Finally, I resorted to asking my mother. “Have you heard from Aunt Zerelda if Frank and Jesse are safe?” I asked one evening while I struggled to darn a pair of black stockings that had already been mended so often there was more darn than sock.
“As far as I know, they’re fine,” Mother said. “Zerelda is very proud of them and talks of their heroism to everyone.”
To say that Aunt Zerelda was proud of her sons was an understatement indeed. From the time they were small she had praised her boys as the most handsome, the brightest and the best sons a woman could want. Any schoolmaster who dared to try to correct the James boys knew he would face a tongue-lashing or worse from Zerelda. Six feet tall with shoulders as broad as any man’s and a tongue twice as sharp, she reduced many a man to trembling, and the neighborhood girls had learned not to bat their eyes at Frank or Jesse, or risk Zerelda’s wrath.
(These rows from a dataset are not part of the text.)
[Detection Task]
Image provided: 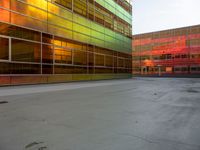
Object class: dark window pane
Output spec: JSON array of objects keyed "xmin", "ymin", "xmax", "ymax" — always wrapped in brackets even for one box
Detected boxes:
[
  {"xmin": 54, "ymin": 65, "xmax": 73, "ymax": 74},
  {"xmin": 42, "ymin": 44, "xmax": 53, "ymax": 64},
  {"xmin": 42, "ymin": 65, "xmax": 53, "ymax": 74},
  {"xmin": 54, "ymin": 47, "xmax": 72, "ymax": 64},
  {"xmin": 0, "ymin": 37, "xmax": 9, "ymax": 60},
  {"xmin": 12, "ymin": 39, "xmax": 40, "ymax": 62},
  {"xmin": 0, "ymin": 23, "xmax": 41, "ymax": 42},
  {"xmin": 73, "ymin": 67, "xmax": 87, "ymax": 74},
  {"xmin": 42, "ymin": 33, "xmax": 53, "ymax": 44},
  {"xmin": 10, "ymin": 63, "xmax": 40, "ymax": 74},
  {"xmin": 73, "ymin": 50, "xmax": 87, "ymax": 65},
  {"xmin": 0, "ymin": 62, "xmax": 10, "ymax": 74}
]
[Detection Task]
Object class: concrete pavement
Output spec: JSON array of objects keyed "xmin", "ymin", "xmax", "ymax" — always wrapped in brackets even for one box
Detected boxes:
[{"xmin": 0, "ymin": 78, "xmax": 200, "ymax": 150}]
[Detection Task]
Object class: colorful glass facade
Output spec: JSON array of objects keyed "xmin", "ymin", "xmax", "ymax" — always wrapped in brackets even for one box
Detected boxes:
[
  {"xmin": 132, "ymin": 25, "xmax": 200, "ymax": 76},
  {"xmin": 0, "ymin": 0, "xmax": 132, "ymax": 82}
]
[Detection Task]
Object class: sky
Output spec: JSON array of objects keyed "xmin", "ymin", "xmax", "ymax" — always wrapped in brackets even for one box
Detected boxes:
[{"xmin": 133, "ymin": 0, "xmax": 200, "ymax": 34}]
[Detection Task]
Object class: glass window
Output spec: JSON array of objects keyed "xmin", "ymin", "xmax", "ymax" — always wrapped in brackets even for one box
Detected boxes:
[
  {"xmin": 54, "ymin": 65, "xmax": 73, "ymax": 74},
  {"xmin": 95, "ymin": 54, "xmax": 105, "ymax": 66},
  {"xmin": 73, "ymin": 50, "xmax": 87, "ymax": 65},
  {"xmin": 10, "ymin": 63, "xmax": 41, "ymax": 74},
  {"xmin": 54, "ymin": 47, "xmax": 72, "ymax": 64},
  {"xmin": 0, "ymin": 37, "xmax": 9, "ymax": 60},
  {"xmin": 42, "ymin": 65, "xmax": 53, "ymax": 74},
  {"xmin": 42, "ymin": 44, "xmax": 53, "ymax": 64},
  {"xmin": 12, "ymin": 39, "xmax": 41, "ymax": 62}
]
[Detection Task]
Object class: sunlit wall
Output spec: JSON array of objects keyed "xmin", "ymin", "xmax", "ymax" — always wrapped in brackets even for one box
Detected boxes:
[
  {"xmin": 132, "ymin": 25, "xmax": 200, "ymax": 75},
  {"xmin": 0, "ymin": 0, "xmax": 132, "ymax": 79}
]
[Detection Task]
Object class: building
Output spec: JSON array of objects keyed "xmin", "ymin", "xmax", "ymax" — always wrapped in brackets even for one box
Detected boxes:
[
  {"xmin": 0, "ymin": 0, "xmax": 132, "ymax": 85},
  {"xmin": 132, "ymin": 25, "xmax": 200, "ymax": 77}
]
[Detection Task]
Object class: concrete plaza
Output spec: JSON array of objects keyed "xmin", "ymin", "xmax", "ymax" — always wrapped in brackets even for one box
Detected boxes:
[{"xmin": 0, "ymin": 78, "xmax": 200, "ymax": 150}]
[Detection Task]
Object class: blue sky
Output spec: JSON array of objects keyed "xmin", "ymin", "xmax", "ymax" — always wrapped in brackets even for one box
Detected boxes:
[{"xmin": 133, "ymin": 0, "xmax": 200, "ymax": 34}]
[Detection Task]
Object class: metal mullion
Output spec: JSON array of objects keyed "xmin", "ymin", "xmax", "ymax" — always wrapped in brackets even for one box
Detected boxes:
[
  {"xmin": 8, "ymin": 38, "xmax": 12, "ymax": 62},
  {"xmin": 52, "ymin": 35, "xmax": 55, "ymax": 75},
  {"xmin": 40, "ymin": 32, "xmax": 43, "ymax": 75}
]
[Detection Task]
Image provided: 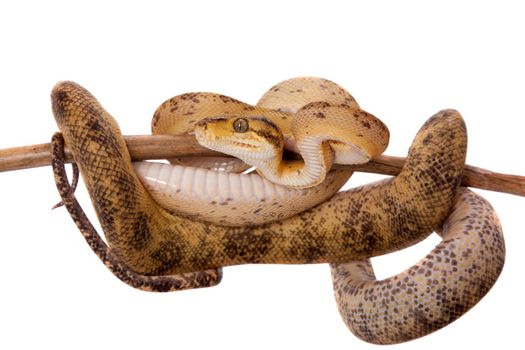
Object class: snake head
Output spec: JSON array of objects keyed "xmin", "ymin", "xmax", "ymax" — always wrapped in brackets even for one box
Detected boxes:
[{"xmin": 195, "ymin": 116, "xmax": 284, "ymax": 165}]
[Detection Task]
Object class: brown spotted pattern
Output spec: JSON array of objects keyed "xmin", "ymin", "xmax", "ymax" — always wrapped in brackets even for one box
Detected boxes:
[
  {"xmin": 152, "ymin": 77, "xmax": 389, "ymax": 191},
  {"xmin": 331, "ymin": 188, "xmax": 505, "ymax": 344},
  {"xmin": 52, "ymin": 82, "xmax": 504, "ymax": 343},
  {"xmin": 52, "ymin": 82, "xmax": 466, "ymax": 275}
]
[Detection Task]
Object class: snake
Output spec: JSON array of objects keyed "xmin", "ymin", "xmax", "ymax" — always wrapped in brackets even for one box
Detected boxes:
[
  {"xmin": 51, "ymin": 81, "xmax": 505, "ymax": 344},
  {"xmin": 134, "ymin": 77, "xmax": 389, "ymax": 226}
]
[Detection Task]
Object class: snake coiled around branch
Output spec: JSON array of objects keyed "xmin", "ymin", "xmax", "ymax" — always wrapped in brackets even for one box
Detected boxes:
[{"xmin": 52, "ymin": 82, "xmax": 504, "ymax": 343}]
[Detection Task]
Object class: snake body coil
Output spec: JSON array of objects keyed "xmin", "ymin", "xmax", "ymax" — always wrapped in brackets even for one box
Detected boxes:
[{"xmin": 52, "ymin": 82, "xmax": 504, "ymax": 343}]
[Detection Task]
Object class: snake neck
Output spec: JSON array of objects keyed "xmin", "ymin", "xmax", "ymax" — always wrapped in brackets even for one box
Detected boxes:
[{"xmin": 253, "ymin": 137, "xmax": 335, "ymax": 189}]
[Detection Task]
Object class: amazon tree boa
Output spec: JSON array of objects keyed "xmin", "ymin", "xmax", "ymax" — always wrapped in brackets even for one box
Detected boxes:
[{"xmin": 52, "ymin": 78, "xmax": 505, "ymax": 344}]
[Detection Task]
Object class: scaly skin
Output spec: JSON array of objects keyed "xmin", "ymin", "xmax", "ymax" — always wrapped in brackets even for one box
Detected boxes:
[
  {"xmin": 331, "ymin": 188, "xmax": 505, "ymax": 344},
  {"xmin": 151, "ymin": 77, "xmax": 389, "ymax": 192},
  {"xmin": 52, "ymin": 82, "xmax": 466, "ymax": 275},
  {"xmin": 52, "ymin": 78, "xmax": 504, "ymax": 344}
]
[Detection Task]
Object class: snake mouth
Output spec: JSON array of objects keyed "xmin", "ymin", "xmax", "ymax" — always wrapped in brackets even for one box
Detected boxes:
[{"xmin": 133, "ymin": 161, "xmax": 347, "ymax": 226}]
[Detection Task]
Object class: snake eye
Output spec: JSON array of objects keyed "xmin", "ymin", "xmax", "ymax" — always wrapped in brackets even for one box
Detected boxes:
[{"xmin": 233, "ymin": 118, "xmax": 248, "ymax": 133}]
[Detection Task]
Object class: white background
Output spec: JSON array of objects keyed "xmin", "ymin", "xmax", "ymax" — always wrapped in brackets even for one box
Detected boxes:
[{"xmin": 0, "ymin": 0, "xmax": 525, "ymax": 350}]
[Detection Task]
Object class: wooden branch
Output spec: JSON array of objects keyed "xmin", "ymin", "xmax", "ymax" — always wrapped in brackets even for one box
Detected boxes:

“I’m glad to hear they’re safe,” I said, setting aside my darning, too weak with relief to focus on my work.
“I worry that Zerelda boasts too much,” Mother said. “She’s never been one to act meekly, but now is not the time to be so outspoken against the North. I heard just last week of a young boy being dragged through the streets of Quincy and beaten for stating a wish for the South to win the war.”
“Surely Aunt Zerelda’s suffering in jail has made her more circumspect,” I said.
My mother laughed. “My sister-in-law is not one to hold her tongue. If anything, jailing her made her more outspoken than ever. She’ll never cease to champion the cause of the South—or to sing the praises of her sons.”
I didn’t say, but I couldn’t see that championing ‘the cause’ was doing much for us. The sympathies of the entire state seemed to be shifting to the North, leaving those of us who clung to loyalty to the South isolated and in desperate straits. With so many men fighting, women had to work in the fields. Slaves were abandoning their masters and many farms fell into disrepair. My father preached about the darkness before the dawn, but I saw no sign of light.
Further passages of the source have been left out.